I can't wrap my head around where $\sigma$-finiteness is "hiding" in this theorem (although my professor mentioned something about the ability to find a sequence of simple functions $s_{n}$ which is monotonic increasing and converges to our non-negative function $f$ — this was a necessary step in our proof). Thanks for any help you can offer.
Best Answer
Your Professor was probably talking about Tonelli's Theorem in regard to $\sigma$-finiteness.
If $f \in L^{1}(\mu\times\nu)$, then Fubini's theorem holds, regardless of $\sigma$-finiteness of $\mu$, $\nu$ or not. Of course all of the measures must be complete, including the product measure. The way this is proved is by reducing to the case of positive $f$ because the positive $f_{+}$ and negative parts have finite integrals. That allows you to approximate $f_{+}$, for example, by a non-decreasing sequence of non-negative simple functions $\{\varphi_{n}\}$ converging upward to $f_{+}$ with the property that each is supported on a set of finite measure. This approximation is a critical part of the standard proof.

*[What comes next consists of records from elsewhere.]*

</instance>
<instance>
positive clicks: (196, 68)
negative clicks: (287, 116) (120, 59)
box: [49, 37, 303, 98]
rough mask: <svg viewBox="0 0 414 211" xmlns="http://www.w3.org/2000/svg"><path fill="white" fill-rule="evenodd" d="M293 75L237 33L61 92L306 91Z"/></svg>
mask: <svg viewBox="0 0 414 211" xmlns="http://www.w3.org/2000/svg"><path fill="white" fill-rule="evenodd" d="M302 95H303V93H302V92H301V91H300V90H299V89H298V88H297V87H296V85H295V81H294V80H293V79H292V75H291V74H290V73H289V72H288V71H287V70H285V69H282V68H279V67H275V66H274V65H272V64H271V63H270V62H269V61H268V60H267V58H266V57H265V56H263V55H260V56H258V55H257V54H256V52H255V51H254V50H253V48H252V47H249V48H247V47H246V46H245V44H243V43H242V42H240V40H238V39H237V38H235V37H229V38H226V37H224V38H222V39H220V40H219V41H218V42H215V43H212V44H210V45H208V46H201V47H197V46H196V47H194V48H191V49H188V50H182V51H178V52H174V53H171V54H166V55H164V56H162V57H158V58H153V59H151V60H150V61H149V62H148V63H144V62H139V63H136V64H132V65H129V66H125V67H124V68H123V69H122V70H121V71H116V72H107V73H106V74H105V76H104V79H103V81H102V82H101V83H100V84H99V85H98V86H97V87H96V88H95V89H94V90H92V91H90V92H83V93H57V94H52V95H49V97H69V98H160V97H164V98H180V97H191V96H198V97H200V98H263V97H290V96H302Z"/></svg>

Tonelli's Theorem is a generalization of Fubini's Theorem for the case of positive functions $f$, where the assumption of integrability of $f$ is dropped; that is, you allow for the possibility that $\int f\,d(\mu\times\nu) = \infty$. You still get the same conclusion as Fubini's Theorem for such a case, provided you assume that the measures $\mu$ and $\nu$ are $\sigma$-finite. By adding this assumption of $\sigma$-finiteness, you are still able to get the existence of $\{\varphi_{n}\}$ as above which are once again supported on sets of finite measure. So the proof of Fubini's Theorem goes through, even without assuming $f$ has a finite integral. However, in this case, I think you can see the need for $\sigma$-finiteness, whereas in Fubini's Theorem, it was only necessary to assume $\int |f|\,d(\mu\times \nu) < \infty$ in order to get the desired approximation.